Netanyahu, cuestionado por sus intentos de doblegar la justicia y por sus escándalos de corrupción, ha logrado con la guerra de Gaza aplacar la contestación interna con una fuerte represión de las voces críticas en nombre de la seguridad nacional. Habrá que ver qué sucede después de la contienda. Los seis partidos que conforman la coalición de Gobierno no suman ni el 35% del censo electoral, pero Netanyahu es correoso y ha logrado tejer una sólida red de poder, con la connivencia de algunos de los medios de comunicación más influyentes del país. Israel no es una excepción dentro de la ola de derechización que recorre buena parte del mundo. Los progresistas, voluntariosos pero desorganizados, no lo tendrán fácil para dar un vuelco al mapa político del país. Y, si lo consiguen, no les será fácil imponer una solución justa al conflicto palestino, pues la resistencia interior es muy virulenta en este terreno, como lo es también en sectores intransigentes palestinos y árabes. Isaac Rabín lo intentó, y fue asesinado en 1995 por un fanático ortodoxo judío. Once años después, el primer ministro Ehud Olmert prometió un Estado palestino en las fronteras previas a la guerra del 67 y el desmantelamiento total de los asentamientos en Cisjordania; no fue asesinado, pero el poderoso movimiento de colonos escarbó sus finanzas y encontró algunos episodios de corrupción que precipitaron su dimisión y el pago de una condena de 18 meses en prisión (la historia se puede ver en Filmin en el excelente documental ‘Honorable men’, mal traducido por ‘Un político honorable’). Uno de los principales azuzadores contra Olmert fue Netanyahu, que llegó al poder tras su caída. Y que ahí sigue, ahora aliado con partidos extremistas y mesiánicos, algunos de los cuales hablan sin pudor de expulsar a todos los palestinos y establecer el Gran Israel davídico.
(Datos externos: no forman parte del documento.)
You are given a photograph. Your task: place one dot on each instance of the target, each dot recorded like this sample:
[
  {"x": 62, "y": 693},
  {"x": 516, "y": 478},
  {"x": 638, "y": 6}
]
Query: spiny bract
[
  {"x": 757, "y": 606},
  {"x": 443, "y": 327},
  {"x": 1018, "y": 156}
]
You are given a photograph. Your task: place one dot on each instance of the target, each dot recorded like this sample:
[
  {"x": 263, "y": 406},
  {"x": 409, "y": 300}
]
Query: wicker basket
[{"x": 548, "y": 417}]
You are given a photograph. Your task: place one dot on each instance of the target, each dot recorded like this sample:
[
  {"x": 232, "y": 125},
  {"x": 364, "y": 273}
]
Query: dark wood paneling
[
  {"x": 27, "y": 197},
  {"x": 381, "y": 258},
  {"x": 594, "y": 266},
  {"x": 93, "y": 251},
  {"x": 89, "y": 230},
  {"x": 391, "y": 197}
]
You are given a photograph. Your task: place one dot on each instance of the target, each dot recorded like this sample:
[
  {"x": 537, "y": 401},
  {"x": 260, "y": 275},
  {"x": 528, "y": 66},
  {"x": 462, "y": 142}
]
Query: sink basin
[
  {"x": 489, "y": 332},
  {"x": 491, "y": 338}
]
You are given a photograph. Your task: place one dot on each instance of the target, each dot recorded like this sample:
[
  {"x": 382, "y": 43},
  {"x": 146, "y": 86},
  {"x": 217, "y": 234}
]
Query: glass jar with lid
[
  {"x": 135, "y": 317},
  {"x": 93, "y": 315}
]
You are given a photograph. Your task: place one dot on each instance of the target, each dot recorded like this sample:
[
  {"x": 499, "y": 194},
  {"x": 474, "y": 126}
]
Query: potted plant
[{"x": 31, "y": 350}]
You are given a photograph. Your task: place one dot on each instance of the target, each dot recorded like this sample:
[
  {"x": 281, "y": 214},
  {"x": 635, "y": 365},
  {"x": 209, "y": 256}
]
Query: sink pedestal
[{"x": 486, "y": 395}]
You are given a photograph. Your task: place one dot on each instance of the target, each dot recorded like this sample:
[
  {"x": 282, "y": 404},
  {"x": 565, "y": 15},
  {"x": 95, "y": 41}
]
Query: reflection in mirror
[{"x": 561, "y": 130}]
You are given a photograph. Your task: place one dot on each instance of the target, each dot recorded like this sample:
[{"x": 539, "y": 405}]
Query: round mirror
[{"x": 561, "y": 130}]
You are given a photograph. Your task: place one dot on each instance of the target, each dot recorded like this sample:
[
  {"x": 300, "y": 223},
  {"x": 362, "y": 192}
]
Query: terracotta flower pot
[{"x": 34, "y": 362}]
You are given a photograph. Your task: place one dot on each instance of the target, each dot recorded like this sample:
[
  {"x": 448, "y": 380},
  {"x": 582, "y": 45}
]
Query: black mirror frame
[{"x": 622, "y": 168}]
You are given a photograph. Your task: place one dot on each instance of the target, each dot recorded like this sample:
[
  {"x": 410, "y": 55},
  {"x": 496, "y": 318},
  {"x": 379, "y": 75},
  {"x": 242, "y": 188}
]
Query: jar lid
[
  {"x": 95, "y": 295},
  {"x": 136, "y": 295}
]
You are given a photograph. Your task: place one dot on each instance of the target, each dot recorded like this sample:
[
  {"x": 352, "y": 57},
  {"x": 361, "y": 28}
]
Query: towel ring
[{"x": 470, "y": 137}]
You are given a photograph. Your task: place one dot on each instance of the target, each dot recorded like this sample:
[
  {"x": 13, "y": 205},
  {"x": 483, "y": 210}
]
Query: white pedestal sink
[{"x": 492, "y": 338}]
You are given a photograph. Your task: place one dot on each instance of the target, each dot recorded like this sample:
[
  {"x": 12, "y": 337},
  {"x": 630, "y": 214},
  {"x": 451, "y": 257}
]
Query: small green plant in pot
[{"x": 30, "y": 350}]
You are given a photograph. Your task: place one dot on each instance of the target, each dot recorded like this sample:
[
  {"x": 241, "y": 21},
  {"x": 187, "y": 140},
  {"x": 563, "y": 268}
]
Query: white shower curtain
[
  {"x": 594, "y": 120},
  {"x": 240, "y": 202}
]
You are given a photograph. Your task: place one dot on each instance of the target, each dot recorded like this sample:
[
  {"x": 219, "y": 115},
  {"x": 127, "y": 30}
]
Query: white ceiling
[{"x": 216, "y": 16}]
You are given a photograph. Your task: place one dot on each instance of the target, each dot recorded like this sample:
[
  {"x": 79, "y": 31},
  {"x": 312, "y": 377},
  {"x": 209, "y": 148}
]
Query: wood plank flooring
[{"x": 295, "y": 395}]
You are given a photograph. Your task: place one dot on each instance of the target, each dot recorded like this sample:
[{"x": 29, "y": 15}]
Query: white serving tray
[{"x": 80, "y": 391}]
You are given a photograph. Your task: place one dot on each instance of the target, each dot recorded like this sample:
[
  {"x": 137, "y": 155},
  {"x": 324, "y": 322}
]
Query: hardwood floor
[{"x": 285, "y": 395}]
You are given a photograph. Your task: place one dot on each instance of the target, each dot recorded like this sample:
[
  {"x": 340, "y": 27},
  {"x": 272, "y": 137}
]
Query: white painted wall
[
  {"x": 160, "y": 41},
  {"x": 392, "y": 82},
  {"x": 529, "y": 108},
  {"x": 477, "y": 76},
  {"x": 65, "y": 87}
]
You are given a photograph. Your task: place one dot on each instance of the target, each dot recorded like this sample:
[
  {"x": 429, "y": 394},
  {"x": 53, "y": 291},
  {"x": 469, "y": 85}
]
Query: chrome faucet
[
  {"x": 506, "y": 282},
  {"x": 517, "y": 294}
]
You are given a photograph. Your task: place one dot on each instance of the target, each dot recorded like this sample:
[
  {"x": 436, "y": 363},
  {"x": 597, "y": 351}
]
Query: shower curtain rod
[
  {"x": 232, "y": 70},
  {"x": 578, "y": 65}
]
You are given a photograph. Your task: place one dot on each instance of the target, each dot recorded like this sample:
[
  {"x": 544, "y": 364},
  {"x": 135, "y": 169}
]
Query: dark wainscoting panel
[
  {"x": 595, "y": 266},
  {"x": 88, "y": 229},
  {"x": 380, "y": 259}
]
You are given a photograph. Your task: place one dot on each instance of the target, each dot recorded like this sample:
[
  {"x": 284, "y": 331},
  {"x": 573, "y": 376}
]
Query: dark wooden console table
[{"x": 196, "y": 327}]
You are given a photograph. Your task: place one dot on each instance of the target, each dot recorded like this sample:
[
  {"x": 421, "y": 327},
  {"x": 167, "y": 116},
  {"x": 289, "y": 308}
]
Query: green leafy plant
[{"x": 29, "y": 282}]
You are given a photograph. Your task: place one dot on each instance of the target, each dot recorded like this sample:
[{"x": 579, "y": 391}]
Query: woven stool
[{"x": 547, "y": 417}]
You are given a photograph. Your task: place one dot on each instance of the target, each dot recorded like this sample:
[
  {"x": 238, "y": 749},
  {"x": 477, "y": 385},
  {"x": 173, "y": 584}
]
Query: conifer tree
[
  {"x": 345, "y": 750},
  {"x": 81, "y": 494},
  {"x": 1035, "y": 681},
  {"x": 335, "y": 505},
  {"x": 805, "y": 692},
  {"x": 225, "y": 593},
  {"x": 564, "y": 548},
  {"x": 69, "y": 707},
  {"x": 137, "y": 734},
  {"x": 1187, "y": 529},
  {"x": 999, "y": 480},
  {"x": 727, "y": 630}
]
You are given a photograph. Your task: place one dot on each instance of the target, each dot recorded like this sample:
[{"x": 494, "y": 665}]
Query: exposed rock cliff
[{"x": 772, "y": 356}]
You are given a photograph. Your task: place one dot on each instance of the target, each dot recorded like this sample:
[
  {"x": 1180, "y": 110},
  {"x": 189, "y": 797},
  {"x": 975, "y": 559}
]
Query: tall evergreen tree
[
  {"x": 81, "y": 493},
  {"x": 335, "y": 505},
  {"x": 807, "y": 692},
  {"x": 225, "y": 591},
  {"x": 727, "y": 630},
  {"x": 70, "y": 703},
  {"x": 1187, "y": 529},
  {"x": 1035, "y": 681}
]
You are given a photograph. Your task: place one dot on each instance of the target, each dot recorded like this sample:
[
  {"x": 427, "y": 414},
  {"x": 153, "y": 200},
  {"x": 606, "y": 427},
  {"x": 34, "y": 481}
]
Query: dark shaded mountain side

Frente a estos fanáticos, hay en Israel quienes mantienen la esperanza en la solución de los dos estados, e incluso quienes plantean la creación de un Estado binacional israelo-palestino en el que ambos pueblos convivan pacíficamente. Desde el establishment se les tacha de ingenuos, cuando no de traidores. Uno de ellos era Haím Katsman, un pacifista y doctor en estudios internacionales de 32 años que cayó en el ataque de Hamás del 7 octubre, en el kibutz Holit, mientras protegía con su cuerpo a una vecina. La revista socialista Jacobin ha publicado su último ensayo, en el que abogaba por un Estado confederal sin bases etnicistas, con unas instituciones superiores que coordinaran a las partes, y la vuelta del sionismo a sus orígenes socialistas con el kibutz como modelo. En su funeral, su hermana Noy dijo ante la multitud presente: “No usen nuestra muerte y nuestro dolor para llevar muerte y dolor a otra gente y otras familias. No tengo duda de que incluso delante de la gente de Hamás que lo mató hablaría claro contra el asesinato de gente inocente”.
Más allá de si planteamientos como los de Haím Katsman son o no viables, el hecho de que haya seres humanos buscando salidas distintas a la violencia y al statu quo eterno invita a la esperanza. Por muy esquiva que esta hoy se muestre.